1. Uematsu S., Akira S, 2008, Toll-Like Receptors (TLRs) and their Ligands. Handb Exp Pharmacol (183): 1-20
2. Kale R et al., 2008, Detection of Intact Influenza Viruses using Biotinylated Biantennary S-Sialosides; JACS (130):8169-8171.
3. Mukundan H et al, 2008, Planar Optical Waveguide-based Biosensor for the Quantitative Detection of Tumor Markers, Sensors and actuators, in revision.
4. Mukundan H et al, 2008, Optimizing a Waveguide-based Sandwich Immunoassay for Tumor Biomarkers: Evaluating fluorescent labels and functional surfaces. Bioconjugate Chemistry, In revision.
5. Mukundan H et al, 2007, Waveguide-based Optical Biosensor for Detection of Tuberculosis-Specific Antigens in Patient Urine. Abstract for poster presentation, Keystone Symposia on Tuberculosis, Vancouver.

Claims

1. A method of detecting the presence of one or more target moieties within a sample comprising:

exposing a lipid bilayer to a sample including one or more target moieties characterized by having a lipophilic portion of sufficient size and chemical composition whereby one or more of said target moieties inserts into said lipid bilayer; and,

breaking the lipid bilayer and passing the contents to a mass spectrometer for analysis of the one or more of said target moieties inserted into said lipid bilayer.

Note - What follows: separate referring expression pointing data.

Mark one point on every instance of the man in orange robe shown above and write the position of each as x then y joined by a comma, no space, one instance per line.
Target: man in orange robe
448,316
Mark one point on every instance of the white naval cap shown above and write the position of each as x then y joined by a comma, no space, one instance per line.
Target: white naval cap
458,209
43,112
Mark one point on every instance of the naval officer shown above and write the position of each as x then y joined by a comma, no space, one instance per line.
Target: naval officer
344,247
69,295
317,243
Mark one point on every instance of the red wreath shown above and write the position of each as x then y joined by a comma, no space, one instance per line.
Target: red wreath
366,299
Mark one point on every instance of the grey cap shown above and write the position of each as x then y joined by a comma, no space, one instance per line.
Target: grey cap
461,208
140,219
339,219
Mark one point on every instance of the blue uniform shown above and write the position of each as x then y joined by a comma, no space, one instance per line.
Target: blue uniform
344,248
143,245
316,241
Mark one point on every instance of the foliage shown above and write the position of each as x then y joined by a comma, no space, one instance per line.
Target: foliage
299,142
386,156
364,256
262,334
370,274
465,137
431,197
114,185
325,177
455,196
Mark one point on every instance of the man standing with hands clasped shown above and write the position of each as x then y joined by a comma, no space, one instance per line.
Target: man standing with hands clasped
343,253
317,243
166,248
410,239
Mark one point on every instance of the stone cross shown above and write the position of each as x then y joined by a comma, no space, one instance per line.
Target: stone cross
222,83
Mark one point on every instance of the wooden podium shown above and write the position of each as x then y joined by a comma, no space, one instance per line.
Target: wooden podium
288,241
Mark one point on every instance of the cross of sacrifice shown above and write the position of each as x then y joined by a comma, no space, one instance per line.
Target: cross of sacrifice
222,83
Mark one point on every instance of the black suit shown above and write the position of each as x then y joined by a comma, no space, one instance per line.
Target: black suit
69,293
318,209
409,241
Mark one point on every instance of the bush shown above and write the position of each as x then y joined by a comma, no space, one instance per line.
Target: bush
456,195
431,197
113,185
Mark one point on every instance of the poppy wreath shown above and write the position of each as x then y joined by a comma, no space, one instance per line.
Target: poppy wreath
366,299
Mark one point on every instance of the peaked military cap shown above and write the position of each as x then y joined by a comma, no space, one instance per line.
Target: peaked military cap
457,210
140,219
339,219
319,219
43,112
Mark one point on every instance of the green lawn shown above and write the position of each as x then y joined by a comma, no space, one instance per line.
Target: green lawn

2. The method of claim 1 wherein said one or more target moieties is selected from pathogen associated molecular patterns.

3. The method of claim 1 wherein said lipid bilayer is upon a functionalized waveguide surface.

4. The method of claim 1 wherein said one or more target moieties within a sample includes Mycobacterium bovis.

5. The method of claim 2 wherein said pathogen associated molecular patterns include lipoarabinomannan (LMO) and lipopolysaccharide (LPS).

6. The method of claim 1 wherein said lipid bilayer is a synthetic lipid bilayer.

7. A method of detecting the presence of one or more target moieties within a sample comprising:

exposing a lipid bilayer to a sample including one or more target moieties characterized by having a lipophilic portion of sufficient size and chemical composition

exposing said lipid bilayer including said one or more inserted target moieties to one or more labeled moieties, such labeled moieties having both a defined binding affinity for at least one of said one or more target moieties and a detectable label in the event of binding between a labeled moiety and an inserted target moiety; and,

examining said lipid bilayer, following said exposure to one or more labeled moieties, for the presence of a target moiety bound to a labeled moiety.

8. The method of claim 7 wherein said one or more target moieties is selected from pathogen associated molecular patterns.

9. The method of claim 7 wherein said lipid bilayer is upon a functionalized waveguide surface.

10. The method of claim 8 wherein said pathogen associated molecular patterns include lipoarabinomannan (LMO) and lipopolysaccharide (LPS).

11. The method of claim 7 wherein said one or more target moieties within a sample includes Mycobacterium bovis.

12. The method of claim 7 wherein said lipid bilayer is a synthetic lipid bilayer.